# Using Pyrea with Nutrimouse Data Utilising Hierarchical and Spectral Clustering

In this notebok we demonstrate Pyrea's usage by performing hierarchical and spectral clustering on the Nutrimouse[<sup>1</sup>](#fn1) dataset.

We will do this using the Parea_1 structure, a structure that is included as a helper function in the Pyrea software package.

## Imports
This notebook requires Pyrea, mvlearn, and Numpy, let's import them here:

In [1]:
import pyrea
import numpy as np

from mvlearn.datasets import load_nutrimouse

## Load Data

Load the Nutrimouse data from mvlearn:[<sup>2</sup>](#fn2)

In [2]:
nutrimouse_dataset = load_nutrimouse()
data = [nutrimouse_dataset['gene'], nutrimouse_dataset['lipid']]

Preview the shape of the data:

In [3]:
print(f'Number of views: {len(data)}')
print(f'Shape of view 1: {np.shape(data[0])[0]} x {np.shape(data[0])[1]}')
print(f'Shape of view 2: {np.shape(data[1])[0]} x {np.shape(data[1])[1]}')

Number of views: 2
Shape of view 1: 40 x 120
Shape of view 2: 40 x 21


As can be seen there are 2 views.
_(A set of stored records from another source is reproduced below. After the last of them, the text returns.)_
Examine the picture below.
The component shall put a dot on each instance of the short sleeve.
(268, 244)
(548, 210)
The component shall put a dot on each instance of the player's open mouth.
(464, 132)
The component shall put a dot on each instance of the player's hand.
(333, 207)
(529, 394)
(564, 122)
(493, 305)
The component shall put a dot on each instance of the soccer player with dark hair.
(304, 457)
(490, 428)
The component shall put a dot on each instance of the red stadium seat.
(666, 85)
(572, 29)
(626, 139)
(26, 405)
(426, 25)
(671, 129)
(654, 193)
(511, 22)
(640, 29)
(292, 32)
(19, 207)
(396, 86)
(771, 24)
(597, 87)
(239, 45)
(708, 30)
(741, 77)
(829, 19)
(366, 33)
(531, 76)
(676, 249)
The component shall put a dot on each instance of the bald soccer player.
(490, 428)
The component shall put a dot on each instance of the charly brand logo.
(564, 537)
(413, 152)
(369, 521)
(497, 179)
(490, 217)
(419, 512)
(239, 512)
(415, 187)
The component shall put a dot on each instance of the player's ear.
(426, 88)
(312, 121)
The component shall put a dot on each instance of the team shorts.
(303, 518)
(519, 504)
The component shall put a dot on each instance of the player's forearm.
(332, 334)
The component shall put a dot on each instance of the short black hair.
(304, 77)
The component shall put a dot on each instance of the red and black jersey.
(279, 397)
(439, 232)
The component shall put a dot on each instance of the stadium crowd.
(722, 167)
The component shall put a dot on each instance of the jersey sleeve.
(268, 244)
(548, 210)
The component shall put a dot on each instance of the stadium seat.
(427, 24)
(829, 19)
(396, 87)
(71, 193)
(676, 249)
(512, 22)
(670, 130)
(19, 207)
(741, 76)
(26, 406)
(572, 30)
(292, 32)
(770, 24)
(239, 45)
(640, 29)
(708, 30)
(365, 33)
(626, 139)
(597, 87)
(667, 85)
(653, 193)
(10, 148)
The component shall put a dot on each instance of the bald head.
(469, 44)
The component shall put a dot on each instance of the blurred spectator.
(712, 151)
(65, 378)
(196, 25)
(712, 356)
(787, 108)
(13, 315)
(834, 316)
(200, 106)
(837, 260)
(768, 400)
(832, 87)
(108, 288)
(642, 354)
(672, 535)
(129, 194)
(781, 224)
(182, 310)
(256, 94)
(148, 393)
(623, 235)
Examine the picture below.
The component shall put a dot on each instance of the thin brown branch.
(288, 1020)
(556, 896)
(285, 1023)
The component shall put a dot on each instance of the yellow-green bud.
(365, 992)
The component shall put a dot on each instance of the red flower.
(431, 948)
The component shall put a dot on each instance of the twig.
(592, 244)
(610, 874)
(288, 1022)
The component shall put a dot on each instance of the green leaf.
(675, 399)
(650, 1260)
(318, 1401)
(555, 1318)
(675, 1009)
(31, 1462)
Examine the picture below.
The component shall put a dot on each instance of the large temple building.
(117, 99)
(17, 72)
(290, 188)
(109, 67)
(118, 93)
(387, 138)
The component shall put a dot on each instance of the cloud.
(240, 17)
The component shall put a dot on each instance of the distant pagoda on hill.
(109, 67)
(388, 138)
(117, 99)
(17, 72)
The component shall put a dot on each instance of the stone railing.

View 1 has 120 features for each of the 40 mice, while view 2 has 21 features for each of the 40 mice. As this is a multi-view dataset, the 40 samples refer to the same 40 mice in both datasets.

We will use Parea_1 to perform hierarchical clustering and spectral clustering on this dataset, and use Pyrea's built-in genetic algorithm functionality to find the best hyperparameters to use for this data.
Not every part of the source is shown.